Lien du pdf (Déliberation - a1509055)
Thèmes du document : Environnement, Changement climatique, Énergies,
55 - Etude du potentiel d’électricité renouvelable hydroélectrique et solaire photovoltaïque à Besançon - Demande de subventions
Mme l’Adjointe VIGNOT, Rapporteur : Depuis de nombreuses années, la Ville de Besançon développe une politique volontariste en matière énergétique.
En 2009, la Ville de Besançon s’est engagée à atteindre l’objectif européen des «3X20» à l’horizon 2020, c’est-à-dire : réduire de 20 % ses consommations énergétiques et ses émissions de gaz à effet de serre par rapport à 2008 et développer les énergies renouvelables pour tendre vers une production équivalente à 23 % de sa consommation.
Le Schéma Régional Climat Air et Energie de Franche-Comté a fixé ce dernier objectif à 32 % pour la région Franche-Comté.

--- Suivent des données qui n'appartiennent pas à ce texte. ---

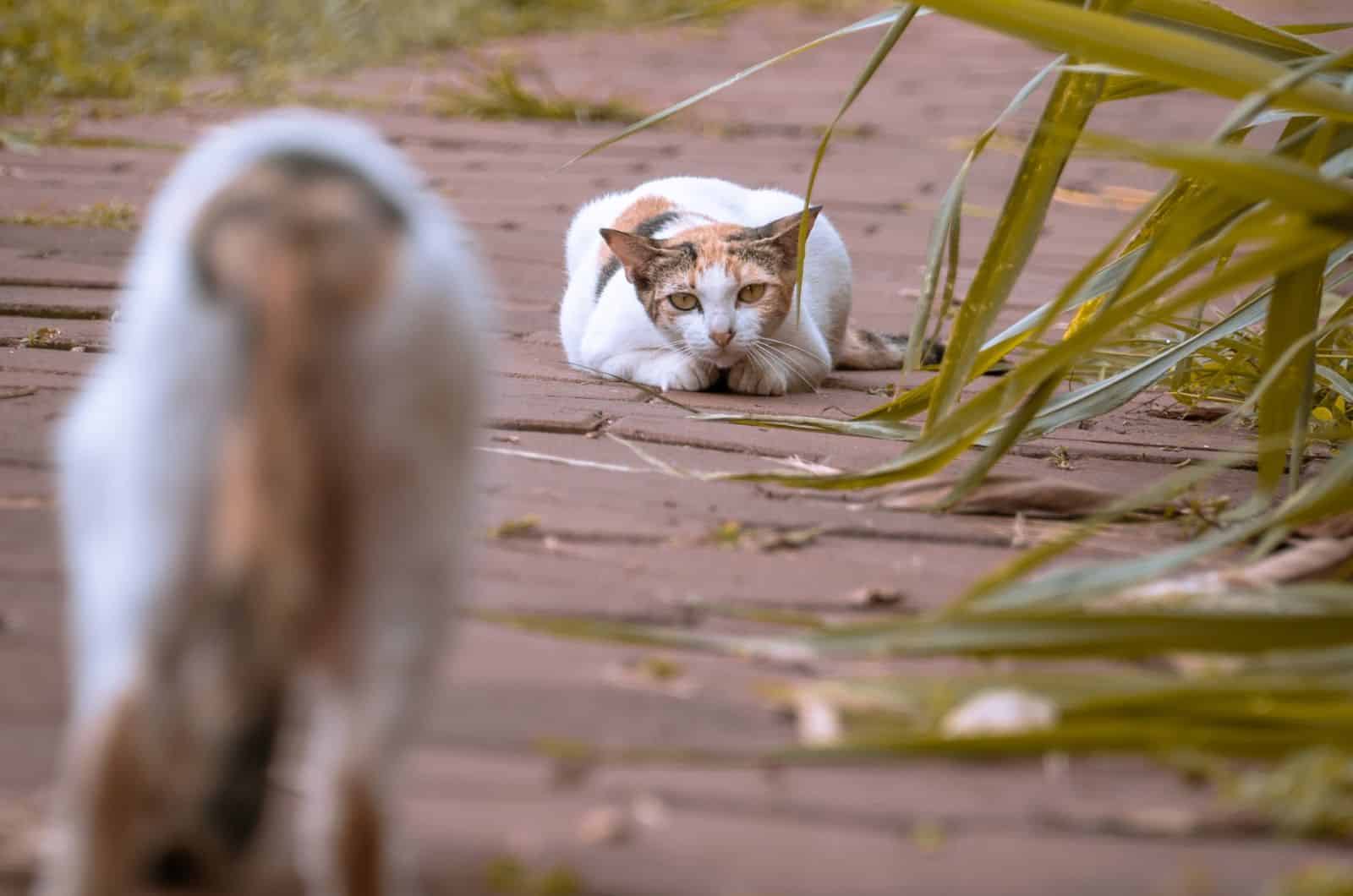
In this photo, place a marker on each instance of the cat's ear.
(784, 232)
(633, 251)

Dans cette perspective et conformément aux objectifs du Plan Climat Air Energie et à la démarche de labellisation «Cit’ergie», la Ville souhaite continuer à promouvoir et étudier le potentiel d’électricité renouvelable présent sur son patrimoine et son territoire.
1 - Etude du potentiel hydro-électrique sur le Doubs à Besançon
Sur Besançon, le Doubs compte 3 seuils (Micaud (Moulin Saint-Paul), Tarragnoz et Velotte) susceptibles d’être équipés de turbines en vue d’une production d’électricité.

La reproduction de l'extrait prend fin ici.